社会性が高くなく、ネガティブで、コミュニケーション体力がない自分。そんな自分にとって、極めて重要で、思い出すだけで嬉しくなって、心が踊り、その歓喜に悶えさめざめと泣いてしまうような気持ちになる瞬間が、人生の中で本当に数少ない回数訪れる。

駆け込み需要かのように終業間際に自分に降り注いできた仕事を急ピッチで形にし打ち返す。自分の頭の中には気兼ねなく飲酒できる週末に突入するという不純な動機しか存在していないが、それでも仕事をすすめる速度は朝うだうだしていたときの5倍速くらいになっていたように思う。普段使っていない脳みその多くの部分を同時並行で稼働させたような心地の良い疲労を感じる。締め切りの力の偉大さも感じる。仕事のモチベーションとか、そんなことを考えずとも一定のパフォーマンスを出せるように自分を自ら律して働けたらいいなと思う。でもまだまだ難しい。
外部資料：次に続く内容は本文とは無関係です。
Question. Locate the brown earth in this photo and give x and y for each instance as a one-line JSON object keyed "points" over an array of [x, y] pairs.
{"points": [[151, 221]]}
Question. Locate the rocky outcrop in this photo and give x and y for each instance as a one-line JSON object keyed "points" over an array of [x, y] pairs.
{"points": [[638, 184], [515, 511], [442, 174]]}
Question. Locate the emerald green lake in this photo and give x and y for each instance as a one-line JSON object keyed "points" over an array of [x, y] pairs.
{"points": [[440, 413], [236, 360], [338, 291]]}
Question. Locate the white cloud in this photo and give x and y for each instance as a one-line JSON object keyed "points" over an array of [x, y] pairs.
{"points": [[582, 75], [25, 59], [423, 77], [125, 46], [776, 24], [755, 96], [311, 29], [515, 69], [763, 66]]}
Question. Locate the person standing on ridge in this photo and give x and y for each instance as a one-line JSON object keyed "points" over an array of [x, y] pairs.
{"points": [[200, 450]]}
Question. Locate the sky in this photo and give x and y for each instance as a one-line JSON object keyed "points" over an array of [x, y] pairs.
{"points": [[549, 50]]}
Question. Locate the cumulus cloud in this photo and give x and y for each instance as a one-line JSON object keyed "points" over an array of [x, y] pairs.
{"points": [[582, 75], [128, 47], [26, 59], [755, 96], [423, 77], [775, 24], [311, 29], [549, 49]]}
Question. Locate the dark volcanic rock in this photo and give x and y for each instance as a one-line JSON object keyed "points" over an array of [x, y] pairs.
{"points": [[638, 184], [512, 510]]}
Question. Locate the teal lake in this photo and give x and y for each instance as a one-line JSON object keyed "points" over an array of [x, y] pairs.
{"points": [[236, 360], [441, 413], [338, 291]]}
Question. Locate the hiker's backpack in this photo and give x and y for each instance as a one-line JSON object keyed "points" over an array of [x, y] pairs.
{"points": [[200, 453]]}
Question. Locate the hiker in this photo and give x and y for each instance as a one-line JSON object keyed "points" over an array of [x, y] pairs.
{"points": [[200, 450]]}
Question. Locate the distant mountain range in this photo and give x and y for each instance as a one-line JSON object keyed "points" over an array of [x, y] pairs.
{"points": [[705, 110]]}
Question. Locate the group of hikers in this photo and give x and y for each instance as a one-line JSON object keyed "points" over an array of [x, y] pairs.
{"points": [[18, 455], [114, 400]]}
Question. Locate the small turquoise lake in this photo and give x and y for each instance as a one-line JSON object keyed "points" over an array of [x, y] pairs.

自分が働いている会社で一人前の働きができていると思うことは到底できないと実感してしまう日々を送っている。それは自分の経験の浅さがもたらしているのか、自分の愚かさがもたらしているのか判別がつかない。それは自分の上司は自分に対してお前は愚かだと宣言もしてくれないし、その無力感を上司や同僚に対して吐露するほどの率直で素直なコミュニケーションを取れるほどの気軽な関係性を築くことは到底不可能だという諦めめいた認知もある。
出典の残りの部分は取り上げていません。